Usually, there will be a formula in your lease and you need to use this figure as part of that formula to work out what the new rent is meant to be.

This method is considered to be quite fair as it is independently calculated and means that rent increases are keeping pace with what is happening in the economy.

2)    Fixed percentage increase

As the name indicates, this is a fixed increase that takes place on a given date or at particular intervals set out in the lease as agreed between the parties. For example, the lease might say that there is to be a fixed increase on the anniversary of the commencement date at a set rate of 2%.

This method provides certainty for both parties.
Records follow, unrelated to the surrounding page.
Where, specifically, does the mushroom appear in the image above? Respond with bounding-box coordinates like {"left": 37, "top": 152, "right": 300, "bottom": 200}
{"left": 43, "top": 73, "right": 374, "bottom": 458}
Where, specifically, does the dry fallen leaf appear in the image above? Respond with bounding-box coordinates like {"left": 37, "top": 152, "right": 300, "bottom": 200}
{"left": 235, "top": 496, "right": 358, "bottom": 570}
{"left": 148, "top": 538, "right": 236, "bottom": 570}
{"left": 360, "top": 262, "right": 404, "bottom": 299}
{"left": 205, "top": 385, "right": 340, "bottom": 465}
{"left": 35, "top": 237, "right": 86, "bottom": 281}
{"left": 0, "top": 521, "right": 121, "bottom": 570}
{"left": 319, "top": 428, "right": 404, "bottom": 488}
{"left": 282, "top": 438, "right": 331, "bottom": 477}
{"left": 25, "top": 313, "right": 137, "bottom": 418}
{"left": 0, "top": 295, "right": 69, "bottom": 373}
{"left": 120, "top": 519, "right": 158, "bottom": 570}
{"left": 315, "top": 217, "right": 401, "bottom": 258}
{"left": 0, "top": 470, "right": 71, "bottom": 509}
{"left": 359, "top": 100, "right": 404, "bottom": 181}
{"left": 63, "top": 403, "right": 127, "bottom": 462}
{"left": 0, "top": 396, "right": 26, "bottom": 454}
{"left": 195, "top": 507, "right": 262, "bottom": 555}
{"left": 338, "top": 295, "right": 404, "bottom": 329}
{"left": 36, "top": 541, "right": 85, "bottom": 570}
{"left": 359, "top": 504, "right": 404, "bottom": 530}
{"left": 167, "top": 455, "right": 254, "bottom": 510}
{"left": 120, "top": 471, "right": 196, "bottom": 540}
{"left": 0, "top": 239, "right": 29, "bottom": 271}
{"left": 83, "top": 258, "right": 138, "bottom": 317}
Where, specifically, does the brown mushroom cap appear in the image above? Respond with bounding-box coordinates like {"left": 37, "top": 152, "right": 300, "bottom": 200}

However, as noted above, it may not keep pace with inflation and place a landlord in a difficult position from an expenses perspective.

3)    Market rent review

A lease will provide for an independent valuer to assess what the rent should be at a specified time - usually the end of the lease term, when an option is about to be exercised - and, depending on where the market is at, the rent may go up or down.

To prevent a fall in rent, landlords may include what is known as a ’ratchet clause’ which says that the rent is not allowed to be less than the rent a tenant paid in the previous term. However, these types of clauses are not allowed when it comes to retail properties, but do exist when it comes to the leasing of commercial premises.

Particularly given the current state of the Australian economy and the rapid rise in interest rates, both landlords and tenants must be aware of their rights and responsibilities when it comes to addressing the matter of rent for the various types of investment properties. Rent can be increased, but all landlords must ensure that this is only done by following what is set out as agreed in the lease.